Thin sections from these deposits were investigated using automated mineralogy to locate minerals containing critical elements and to determine their relative abundances. Critical elements identified include Te-, Co-, Ni-, Bi-, and Sn minerals. Quantitative data on the abundance of critical element-bearing minerals was used for statistical analysis in ioGAS-64 to explore relative abundances of the different minerals throughout the camp. Tellurium minerals were found in most of the deposits with the exceptions of Gallen and Quemont, though Horne consistently contains comparatively higher amounts and a greater variety of Te minerals, which includes altaite, frohbergite, hessite, rucklidgeite, sylvanite, and volynskite. Cobalt minerals were mainly found at Ansil with minor amounts in Millenbach and Waite Amulet. Nickel minerals were highest in Ansil, while Bi minerals were highest in Ansil and Millenbach with variable amounts in Corbet, Horne, and Waite Amulet. Tin minerals were abundant in Corbet and Millenbach with variable amounts in Ansil, Horne, Quemont, and Waite Amulet. It is noteworthy that Te minerals were found in variable amounts in most of the deposits and that Ansil contains the most variety of critical elements (Co, Ni, Bi and Te).
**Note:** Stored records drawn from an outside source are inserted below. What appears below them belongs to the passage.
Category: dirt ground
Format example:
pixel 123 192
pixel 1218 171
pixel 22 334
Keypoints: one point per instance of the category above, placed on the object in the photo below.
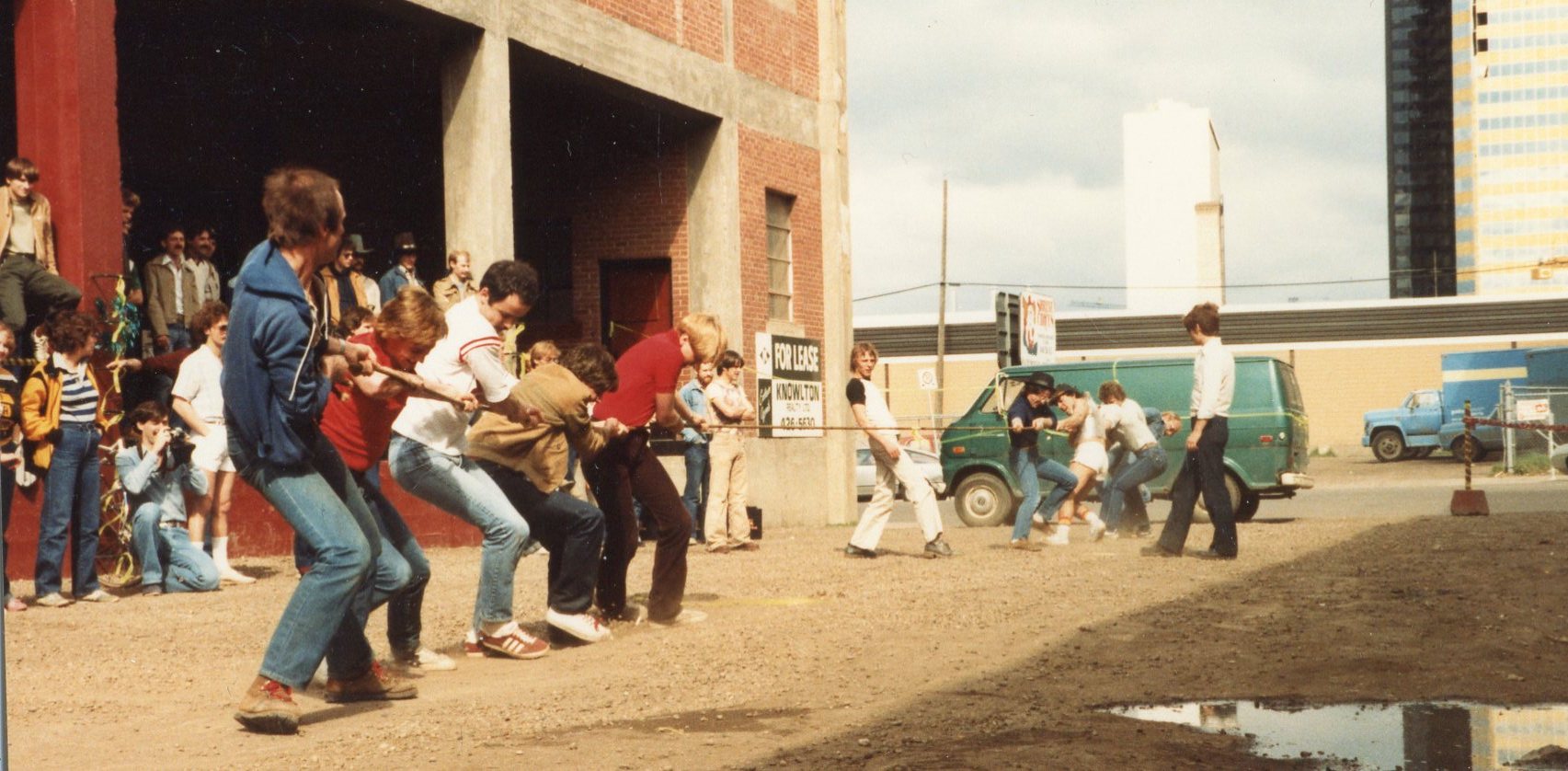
pixel 996 658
Scanning electron microscopy revealed that critical element-bearing minerals often occur at grain boundaries between the main sulfide mineral grains or as inclusions within these minerals. This suggests that these critical element-bearing minerals formed during metamorphic recrystallization and remobilization when impurities originally contained in the major ore minerals were expelled from the crystal structure to form new accessory minerals.